Now we can use the forecast::auto.arima
function. We will extend the iteration over p and q to 20 to be compatible with the above example but we will not include a seasonal component for the moment:
arima_ns <- forecast::auto.arima(tam_ts, max.p = 20, max.q = 20, stationary = TRUE, seasonal=FALSE)
summary(arima_ns)
## Series: tam_ts
## ARIMA(5,0,0) with non-zero mean
##
## Coefficients:
## ar1 ar2 ar3 ar4 ar5 mean
## 0.5127 0.1307 0.0213 -0.2077 -0.4097 9.9924
## s.e. 0.0658 0.0748 0.0751 0.0753 0.0665 0.1528
##
## sigma^2 = 4.235: log likelihood = -423.34
## AIC=860.68 AICc=861.27 BIC=883.7
##
## Training set error measures:
## ME RMSE MAE MPE MAPE MASE ACF1
## Training set 0.0246255 2.026541 1.597263 38.3537 71.5643 0.8362305 -0.0825803
Actually, the ARIMA model comes with d = 0, which means that the data values are not differentiated (which is a tough choice).
To better estimate the quality of the ARIMA model, we can use some diagnostic plots:
tsdiag(arima_ns)
The last plot shows test results if the residuals were independently distributed.
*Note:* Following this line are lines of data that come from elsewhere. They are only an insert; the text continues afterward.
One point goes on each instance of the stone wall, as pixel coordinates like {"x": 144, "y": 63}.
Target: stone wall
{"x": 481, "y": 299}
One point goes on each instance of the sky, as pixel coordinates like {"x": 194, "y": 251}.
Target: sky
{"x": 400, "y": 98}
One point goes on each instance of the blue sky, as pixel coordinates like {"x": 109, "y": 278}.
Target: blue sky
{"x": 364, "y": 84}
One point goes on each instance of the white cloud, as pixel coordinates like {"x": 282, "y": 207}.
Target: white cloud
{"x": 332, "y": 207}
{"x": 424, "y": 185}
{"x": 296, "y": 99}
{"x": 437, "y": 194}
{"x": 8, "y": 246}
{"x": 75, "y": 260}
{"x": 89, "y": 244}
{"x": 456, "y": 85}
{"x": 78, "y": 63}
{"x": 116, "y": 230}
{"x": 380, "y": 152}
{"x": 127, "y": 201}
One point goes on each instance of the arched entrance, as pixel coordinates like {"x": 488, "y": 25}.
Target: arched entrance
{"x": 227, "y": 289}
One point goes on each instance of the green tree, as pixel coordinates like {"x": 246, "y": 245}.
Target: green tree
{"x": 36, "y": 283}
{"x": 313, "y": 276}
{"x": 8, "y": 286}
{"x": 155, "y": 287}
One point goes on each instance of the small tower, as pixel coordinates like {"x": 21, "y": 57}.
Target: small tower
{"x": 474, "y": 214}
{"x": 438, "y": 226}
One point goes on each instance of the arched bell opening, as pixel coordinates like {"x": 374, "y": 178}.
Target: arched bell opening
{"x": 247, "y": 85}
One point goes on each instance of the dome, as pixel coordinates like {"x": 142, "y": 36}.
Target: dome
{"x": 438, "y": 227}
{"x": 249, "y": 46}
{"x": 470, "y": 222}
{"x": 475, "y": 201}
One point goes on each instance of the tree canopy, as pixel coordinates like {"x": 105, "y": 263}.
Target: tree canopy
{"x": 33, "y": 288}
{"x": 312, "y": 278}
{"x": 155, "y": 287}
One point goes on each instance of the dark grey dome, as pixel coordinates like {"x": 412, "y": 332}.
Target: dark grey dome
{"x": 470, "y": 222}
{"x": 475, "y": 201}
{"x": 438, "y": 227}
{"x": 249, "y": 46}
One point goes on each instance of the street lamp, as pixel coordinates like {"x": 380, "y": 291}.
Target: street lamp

For time lags larger than 4, this may not be the case, which indicates that the ARIMA model is not really well specified.
The forecast looks like this:
plot(forecast::forecast(arima_ns))
If we include a seasonal component, the results look like this:
arima_s <- forecast::auto.arima(tam_ts, max.p = 20, max.q = 20, seasonal=TRUE)
summary(arima_s)
## Series: tam_ts
## ARIMA(1,0,0)(1,1,0)[12] with drift
##
## Coefficients:
## ar1 sar1 drift
## 0.1211 -0.5211 -0.0025
## s.e. 0.0733 0.0637 0.0099
##
## sigma^2 = 4.568: log likelihood = -405.6
## AIC=819.2 AICc=819.42 BIC=832.11
##
## Training set error measures:
## ME RMSE MAE MPE MAPE MASE
## Training set -0.03883731 2.05483 1.544685 -2.425242 41.78898 0.8087037
## ACF1
## Training set 0.00160073
tsdiag(arima_s)
plot(forecast::forecast(arima_s))
So which parameter combination is the best? You will tackle this question with the assignment of this unit.